25/06/2026 17:10:00 Tempo di lettura: 2 minuti

La vicenda che ha coinvolto Pierre Gasly dopo il Gran Premio di Monaco continua a far discutere il paddock di Formula 1. Il pilota dell'Alpine, reintegrato sul podio in seguito al dietrofront della FIA, ha commentato in Austria le polemiche nate dopo la decisione della Federazione, che ha suscitato le proteste di McLaren, Red Bull e Mercedes.

La controversia è nata da un errore del sistema di cronometraggio all'ingresso della pit-lane del Principato, che ha generato falsi allarmi per eccesso di velocità coinvolgendo diversi piloti, tra cui George Russell, Oscar Piastri e lo stesso Gasly. Se da un lato la Mercedes ha deciso di ritirare la propria richiesta di revisione del risultato, McLaren e Red Bull hanno invece scelto di rivolgersi alla Corte d'Appello Internazionale della FIA, temendo che il precedente possa influenzare casi analoghi in futuro.

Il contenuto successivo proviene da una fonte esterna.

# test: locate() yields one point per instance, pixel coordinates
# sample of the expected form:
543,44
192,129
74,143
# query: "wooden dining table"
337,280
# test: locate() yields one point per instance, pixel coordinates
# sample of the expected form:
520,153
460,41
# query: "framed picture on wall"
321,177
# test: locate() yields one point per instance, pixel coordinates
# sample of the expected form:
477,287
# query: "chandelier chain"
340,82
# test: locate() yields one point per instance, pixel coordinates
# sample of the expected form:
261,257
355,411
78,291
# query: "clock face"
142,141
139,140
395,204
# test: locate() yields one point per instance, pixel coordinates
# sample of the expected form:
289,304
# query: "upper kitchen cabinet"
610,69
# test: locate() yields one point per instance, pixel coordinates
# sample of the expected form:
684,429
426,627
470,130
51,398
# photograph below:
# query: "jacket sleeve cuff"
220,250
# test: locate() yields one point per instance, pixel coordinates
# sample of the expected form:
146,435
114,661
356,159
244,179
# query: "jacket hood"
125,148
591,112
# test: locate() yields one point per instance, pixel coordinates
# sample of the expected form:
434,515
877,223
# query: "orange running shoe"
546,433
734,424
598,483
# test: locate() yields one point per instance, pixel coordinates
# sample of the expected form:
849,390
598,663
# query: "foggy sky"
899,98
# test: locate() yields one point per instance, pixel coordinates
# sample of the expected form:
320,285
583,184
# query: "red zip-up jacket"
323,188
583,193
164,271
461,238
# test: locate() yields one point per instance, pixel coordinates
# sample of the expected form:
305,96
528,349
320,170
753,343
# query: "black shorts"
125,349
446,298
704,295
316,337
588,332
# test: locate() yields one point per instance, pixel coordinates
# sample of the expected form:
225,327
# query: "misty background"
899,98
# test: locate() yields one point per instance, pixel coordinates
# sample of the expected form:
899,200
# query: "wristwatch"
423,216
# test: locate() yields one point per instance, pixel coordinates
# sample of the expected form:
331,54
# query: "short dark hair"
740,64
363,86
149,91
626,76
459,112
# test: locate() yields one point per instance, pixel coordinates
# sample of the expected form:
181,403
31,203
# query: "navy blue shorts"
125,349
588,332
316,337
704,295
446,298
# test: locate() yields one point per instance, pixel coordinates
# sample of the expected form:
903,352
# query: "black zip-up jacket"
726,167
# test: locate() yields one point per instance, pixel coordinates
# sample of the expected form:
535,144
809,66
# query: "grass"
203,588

Il francese ha difeso la decisione della FIA di annullare la penalità, pur comprendendo le perplessità espresse dalle squadre rivali dopo quanto accaduto a Monaco: "Per il bene dello sport penso sia giusto non rivivere un errore come quello di Monte-Carlo in futuro. Bisogna imparare da lì. Ma se c'è un errore e una penalità ingiustamente imposta può essere rivista, allora è giusto correggerla. Per questo sono felice della nostra azione e del risultato. Dal punto di vista di McLaren e Mercedes, però, capisco il loro punto di vista. Ma nulla a che fare con noi e ciò che meritiamo".